Là où le vélo devient une religion
Ici, le vélo n’est pas un simple loisir. C’est une religion.
En approchant de Girona, on sent immédiatement cette vibration particulière. Les routes semblent chargées d’histoires, de passages, d’efforts répétés. Girona n’est pas une ville étape : c’est le cœur battant du cyclisme moderne en Europe, un lieu où l’on vient rouler autant que ressentir.
Le Barri Vell : rouler dans l’histoire
La ville aux pierres grises nous ouvre les portes du Nord.
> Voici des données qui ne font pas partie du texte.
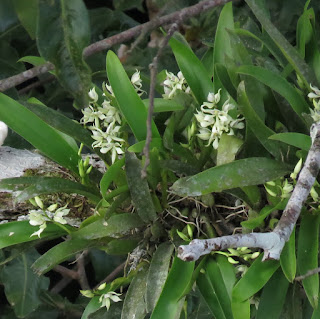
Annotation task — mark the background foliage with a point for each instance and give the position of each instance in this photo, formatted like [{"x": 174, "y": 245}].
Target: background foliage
[{"x": 264, "y": 56}]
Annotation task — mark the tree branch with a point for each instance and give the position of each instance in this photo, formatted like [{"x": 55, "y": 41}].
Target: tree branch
[
  {"x": 124, "y": 36},
  {"x": 272, "y": 243},
  {"x": 153, "y": 80}
]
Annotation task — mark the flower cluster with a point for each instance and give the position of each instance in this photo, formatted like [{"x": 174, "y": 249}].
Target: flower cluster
[
  {"x": 315, "y": 96},
  {"x": 105, "y": 298},
  {"x": 174, "y": 84},
  {"x": 40, "y": 216},
  {"x": 213, "y": 122},
  {"x": 104, "y": 120}
]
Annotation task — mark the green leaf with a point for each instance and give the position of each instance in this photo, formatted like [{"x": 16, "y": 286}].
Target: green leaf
[
  {"x": 244, "y": 172},
  {"x": 291, "y": 54},
  {"x": 116, "y": 227},
  {"x": 162, "y": 105},
  {"x": 60, "y": 253},
  {"x": 214, "y": 274},
  {"x": 38, "y": 133},
  {"x": 298, "y": 140},
  {"x": 222, "y": 44},
  {"x": 176, "y": 284},
  {"x": 139, "y": 190},
  {"x": 273, "y": 296},
  {"x": 60, "y": 122},
  {"x": 193, "y": 70},
  {"x": 252, "y": 223},
  {"x": 241, "y": 309},
  {"x": 138, "y": 147},
  {"x": 288, "y": 259},
  {"x": 13, "y": 233},
  {"x": 62, "y": 33},
  {"x": 27, "y": 13},
  {"x": 207, "y": 291},
  {"x": 21, "y": 285},
  {"x": 254, "y": 279},
  {"x": 278, "y": 84},
  {"x": 158, "y": 272},
  {"x": 134, "y": 306},
  {"x": 229, "y": 146},
  {"x": 110, "y": 175},
  {"x": 308, "y": 245},
  {"x": 46, "y": 185},
  {"x": 129, "y": 101},
  {"x": 254, "y": 122}
]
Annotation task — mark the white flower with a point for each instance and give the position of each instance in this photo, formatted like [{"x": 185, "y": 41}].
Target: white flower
[
  {"x": 213, "y": 122},
  {"x": 105, "y": 299},
  {"x": 137, "y": 82},
  {"x": 108, "y": 141},
  {"x": 41, "y": 229},
  {"x": 315, "y": 96},
  {"x": 173, "y": 84},
  {"x": 37, "y": 217},
  {"x": 93, "y": 95},
  {"x": 59, "y": 213},
  {"x": 3, "y": 132}
]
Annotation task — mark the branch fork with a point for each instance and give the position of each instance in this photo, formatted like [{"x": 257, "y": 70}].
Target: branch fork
[{"x": 273, "y": 242}]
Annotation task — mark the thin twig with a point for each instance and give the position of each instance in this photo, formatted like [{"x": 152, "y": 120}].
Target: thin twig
[
  {"x": 308, "y": 274},
  {"x": 112, "y": 275},
  {"x": 122, "y": 37},
  {"x": 153, "y": 80},
  {"x": 272, "y": 243}
]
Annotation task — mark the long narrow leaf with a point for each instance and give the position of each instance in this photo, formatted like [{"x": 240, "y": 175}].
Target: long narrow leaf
[
  {"x": 245, "y": 172},
  {"x": 286, "y": 48},
  {"x": 129, "y": 101},
  {"x": 42, "y": 136},
  {"x": 193, "y": 70}
]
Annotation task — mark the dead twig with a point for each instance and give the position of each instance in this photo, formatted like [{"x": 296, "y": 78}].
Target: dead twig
[
  {"x": 272, "y": 243},
  {"x": 122, "y": 37}
]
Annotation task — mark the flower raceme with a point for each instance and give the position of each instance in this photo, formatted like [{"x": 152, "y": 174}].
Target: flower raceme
[{"x": 213, "y": 122}]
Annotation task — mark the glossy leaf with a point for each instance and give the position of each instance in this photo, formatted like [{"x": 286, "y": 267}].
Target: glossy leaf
[
  {"x": 178, "y": 280},
  {"x": 13, "y": 233},
  {"x": 116, "y": 227},
  {"x": 130, "y": 103},
  {"x": 193, "y": 70},
  {"x": 62, "y": 33},
  {"x": 134, "y": 306},
  {"x": 206, "y": 289},
  {"x": 110, "y": 175},
  {"x": 21, "y": 285},
  {"x": 254, "y": 279},
  {"x": 214, "y": 274},
  {"x": 254, "y": 122},
  {"x": 298, "y": 140},
  {"x": 162, "y": 105},
  {"x": 60, "y": 122},
  {"x": 288, "y": 260},
  {"x": 27, "y": 13},
  {"x": 244, "y": 172},
  {"x": 158, "y": 272},
  {"x": 139, "y": 190},
  {"x": 38, "y": 185},
  {"x": 308, "y": 246},
  {"x": 273, "y": 296},
  {"x": 222, "y": 44},
  {"x": 38, "y": 133},
  {"x": 286, "y": 48},
  {"x": 254, "y": 222},
  {"x": 278, "y": 84},
  {"x": 138, "y": 147},
  {"x": 60, "y": 253},
  {"x": 229, "y": 146}
]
En traversant le Barri Vell, les pneus résonnent sur les pavés anciens, sous l’ombre de l’imposante cathédrale rendue célèbre par Game of Thrones.
C’est un labyrinthe de ruelles médiévales, de ponts colorés sur l’Onyar et de petites places animées. Ici, le café cycliste est une institution, un rituel presque sacré où l’on refait le monde autour d’un espresso.
Le lac de Banyoles : une parenthèse hors du temps
Juste au-dessus de la ville, le paysage s’ouvre soudainement sur le Lac de Banyoles.
L’eau est calme, presque irréelle. Le rythme ralentit naturellement, les jambes trouvent leur cadence, l’esprit se pose. C’est un moment de transition, un souffle avant de replonger dans l’aventure.
La Garrotxa : un décor volcanique et sauvage
Puis vient la Zone volcanique de la Garrotxa.
Le décor devient féerique, presque préhistorique. La route serpente entre quarante volcans endormis, dissimulés sous une forêt dense de hêtres. Dans la mythique Fageda d’en Jordà, le silence enveloppe tout. Chaque coup de pédale résonne différemment.
Un acte charnière de l’aventure
Cet acte 2 n’est pas qu’un simple passage géographique.
C’est une immersion totale, un moment où le bikepacking prend toute sa dimension : rouler lentement, observer, ressentir. Et surtout, se souvenir pourquoi on est parti.